Upon surveying the streets you notice right away the many food establishments that seem to breathe life onto the sidewalks and from Main Street into the hurried vehicles of residents and passers-by alike. I regard any small restaurant or grocery as a competitive and healthy alternative to the fast food chains up the way; their presence and success keeps more money in the community and encourages more nutritious eating. Its detachment from all the city and town that precedes it contributes to the zone's own sense of self - its quirky, spicy and can-do image takes on many forms, all distinctly different from anything above and below its boundaries.
The highlight of my orientation excursion was inside what seems to be a quaint Mexican kitchen, a Hispanic grocery, a convenience store and a storage space. As soon as we step inside we are greeted by a delightful Peruvian lady with a smile and ' no hablo inglés." I mutter a "esta bien, cocina?" and she takes us back towards the kitchen to see her prepared food, kept warm in three large pots. It was 10 o' clock in the morning, so my mind didn't go to ordering up one of the tamales, burritos, or tortas, though these must be popular breakfast foods for some because from 5am-9am they're $1 off!

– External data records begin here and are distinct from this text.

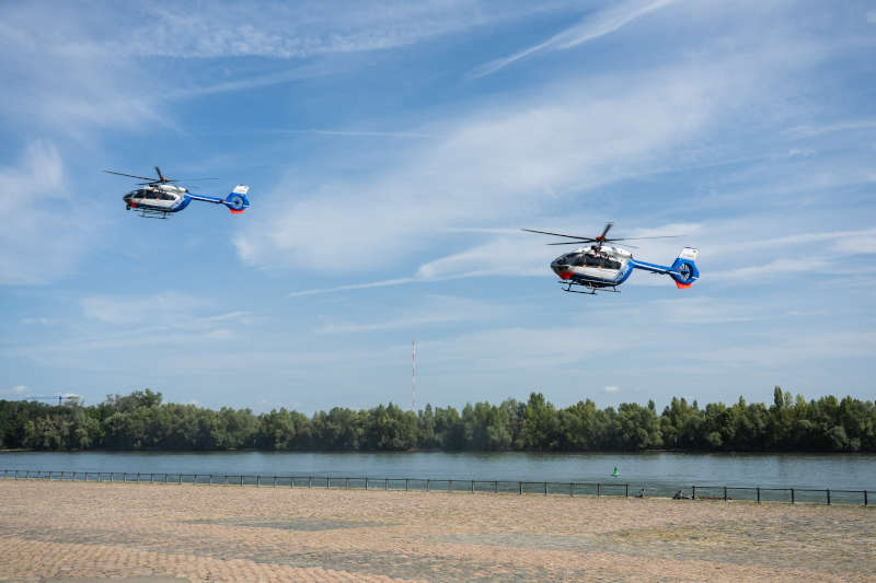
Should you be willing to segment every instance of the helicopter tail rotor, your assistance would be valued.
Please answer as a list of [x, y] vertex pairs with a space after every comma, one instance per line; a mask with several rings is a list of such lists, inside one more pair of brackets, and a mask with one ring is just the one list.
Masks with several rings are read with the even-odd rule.
[[684, 247], [669, 268], [669, 277], [676, 281], [679, 289], [690, 288], [700, 277], [695, 263], [699, 254], [700, 252], [693, 247]]
[[233, 214], [240, 214], [246, 207], [250, 206], [250, 199], [246, 198], [246, 193], [250, 191], [249, 186], [239, 184], [226, 198], [222, 199], [222, 205], [228, 207]]

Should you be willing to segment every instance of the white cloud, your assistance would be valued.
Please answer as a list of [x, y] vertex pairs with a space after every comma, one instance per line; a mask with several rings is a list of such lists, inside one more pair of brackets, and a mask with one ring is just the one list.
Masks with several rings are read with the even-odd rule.
[[23, 397], [28, 395], [31, 389], [24, 385], [13, 386], [12, 388], [5, 388], [0, 390], [0, 395], [9, 395], [11, 397]]
[[32, 142], [18, 165], [0, 166], [0, 284], [69, 273], [96, 221], [70, 197], [55, 145]]
[[566, 28], [543, 43], [479, 67], [473, 74], [474, 77], [484, 77], [495, 73], [508, 65], [541, 50], [564, 50], [576, 47], [588, 40], [593, 40], [607, 34], [611, 34], [634, 20], [668, 4], [672, 4], [676, 1], [677, 0], [626, 0], [625, 2], [614, 3], [608, 9], [588, 15], [577, 25]]
[[175, 292], [147, 296], [93, 295], [83, 298], [80, 304], [85, 317], [105, 324], [180, 322], [180, 318], [191, 317], [194, 310], [209, 305], [205, 300]]
[[402, 315], [393, 314], [379, 322], [350, 323], [328, 322], [316, 331], [319, 334], [356, 334], [383, 330], [419, 329], [426, 326], [471, 323], [493, 318], [505, 310], [465, 298], [426, 295], [416, 307]]
[[[250, 265], [331, 271], [342, 260], [345, 273], [355, 273], [415, 254], [447, 236], [447, 228], [531, 218], [548, 201], [662, 164], [662, 153], [721, 119], [725, 98], [734, 107], [746, 100], [752, 79], [737, 65], [592, 80], [491, 106], [445, 124], [440, 140], [349, 184], [307, 185], [296, 174], [262, 197], [264, 218], [250, 221], [234, 245]], [[730, 81], [736, 73], [741, 78]], [[495, 270], [506, 255], [486, 258], [479, 270]]]

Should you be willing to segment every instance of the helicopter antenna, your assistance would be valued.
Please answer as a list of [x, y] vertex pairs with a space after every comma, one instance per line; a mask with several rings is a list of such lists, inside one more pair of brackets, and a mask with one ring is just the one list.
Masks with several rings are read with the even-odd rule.
[[417, 341], [411, 340], [411, 410], [417, 412]]

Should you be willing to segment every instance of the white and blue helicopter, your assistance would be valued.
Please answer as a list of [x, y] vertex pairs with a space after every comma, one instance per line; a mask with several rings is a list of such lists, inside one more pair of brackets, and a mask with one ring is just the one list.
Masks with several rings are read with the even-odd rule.
[[[567, 235], [565, 233], [551, 233], [549, 231], [535, 231], [534, 229], [523, 229], [530, 233], [541, 233], [557, 237], [574, 238], [575, 241], [563, 243], [548, 243], [548, 245], [580, 245], [592, 243], [589, 247], [579, 247], [572, 253], [561, 255], [551, 263], [551, 269], [560, 276], [560, 283], [564, 285], [564, 291], [572, 293], [586, 293], [596, 295], [597, 290], [620, 292], [618, 285], [626, 281], [633, 269], [642, 269], [652, 273], [669, 276], [675, 280], [679, 288], [690, 288], [700, 277], [696, 269], [696, 256], [699, 250], [693, 247], [681, 249], [678, 258], [671, 266], [648, 264], [633, 258], [633, 254], [626, 249], [606, 245], [616, 241], [633, 241], [645, 238], [676, 238], [681, 235], [666, 235], [653, 237], [616, 237], [608, 238], [606, 235], [613, 223], [608, 223], [602, 234], [596, 237], [583, 237], [578, 235]], [[633, 245], [627, 247], [636, 248]], [[584, 290], [574, 290], [574, 287]]]
[[[140, 213], [140, 217], [149, 219], [166, 219], [168, 214], [172, 212], [180, 212], [186, 208], [193, 200], [203, 200], [204, 202], [212, 202], [214, 205], [224, 205], [233, 214], [240, 214], [250, 206], [250, 199], [246, 198], [246, 193], [250, 191], [249, 186], [238, 185], [226, 197], [210, 197], [206, 195], [195, 195], [188, 191], [184, 186], [176, 186], [171, 183], [180, 180], [172, 180], [161, 174], [161, 168], [155, 166], [158, 179], [149, 178], [147, 176], [136, 176], [134, 174], [123, 174], [112, 170], [105, 170], [108, 174], [117, 174], [118, 176], [127, 176], [129, 178], [139, 178], [147, 180], [139, 184], [136, 188], [122, 197], [125, 201], [127, 210], [135, 209]], [[209, 180], [214, 178], [198, 178], [200, 180]], [[195, 182], [195, 180], [189, 180]]]

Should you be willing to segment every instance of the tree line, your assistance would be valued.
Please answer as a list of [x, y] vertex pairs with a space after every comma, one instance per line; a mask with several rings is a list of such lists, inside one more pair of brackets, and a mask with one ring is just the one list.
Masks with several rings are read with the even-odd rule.
[[541, 393], [527, 403], [453, 407], [335, 407], [311, 417], [285, 408], [255, 415], [162, 403], [135, 390], [84, 406], [0, 400], [0, 448], [267, 451], [827, 451], [876, 452], [876, 403], [826, 396], [807, 401], [775, 387], [773, 404], [734, 405], [673, 398], [658, 413], [590, 399], [557, 408]]

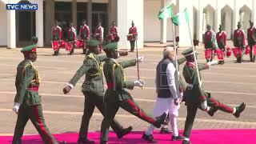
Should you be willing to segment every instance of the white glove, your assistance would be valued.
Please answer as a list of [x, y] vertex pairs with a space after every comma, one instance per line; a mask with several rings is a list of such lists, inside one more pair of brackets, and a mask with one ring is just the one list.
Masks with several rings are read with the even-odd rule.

I had so many questions for this friendly, high spirited lady- mainly if she could speak slower- but my many years of Spanish education have since been washed away with Italian immersion, and so I listened closely and nodded to express interest and fake comprehension. I gathered that she is new to Poughkeepsie, that some family was sick in Peru and so she was pushed to come here and help out. She comes from a large family of cooks and seemed very passionate about her work in the kitchen. I tried to ask her if I could buy one of her overly ripe avocados and she suggested she make me a sandwich out of them (she did and it was surprisingly delicious). I could hear her singing along to Spanish pop songs blasting through the radio; the music and aroma of the food filled the place with a palpable energy. The place itself left much to be desired in terms of decor and ambiance, but something about her presence, the music, the large statue of Mary- it all contributes to very authentic and unique feeling, like it were a shop transplanted form Peru or Mexico but noticeably transformed, molded by the local influences into a different place, reflective of the community that it serves.
You can tell this lady feels included in her community, that she is proud to call Poughkeepsie and Main Street her home, even if just for a short period of time. Yes, I imagine the strong Hispanic immigrant population provides most of her business, but she will share her zeal and home-style Mexican cooking with anyone who walks in the door. If the fellow residents of Middle Main share only half of her excitement, her ingenuity and her work ethic then it is clear to me this neighborhood is a truly special place, one that cultivates relationships, business and entrepreneurship, and is a breeding ground for the creativity, innovation and collaboration all necessary for further development and beautification. With the right access to community resources, good connections between residents and local businesses, organizations, associations, and public officials, in conjunction with the great programs and initiatives already in place and still developing by HRH, Middle Main is well on its way to realizing its full potential as an inclusive, resident driven and supported neighborhood, economically stable, that is as rich culturally as it is in character.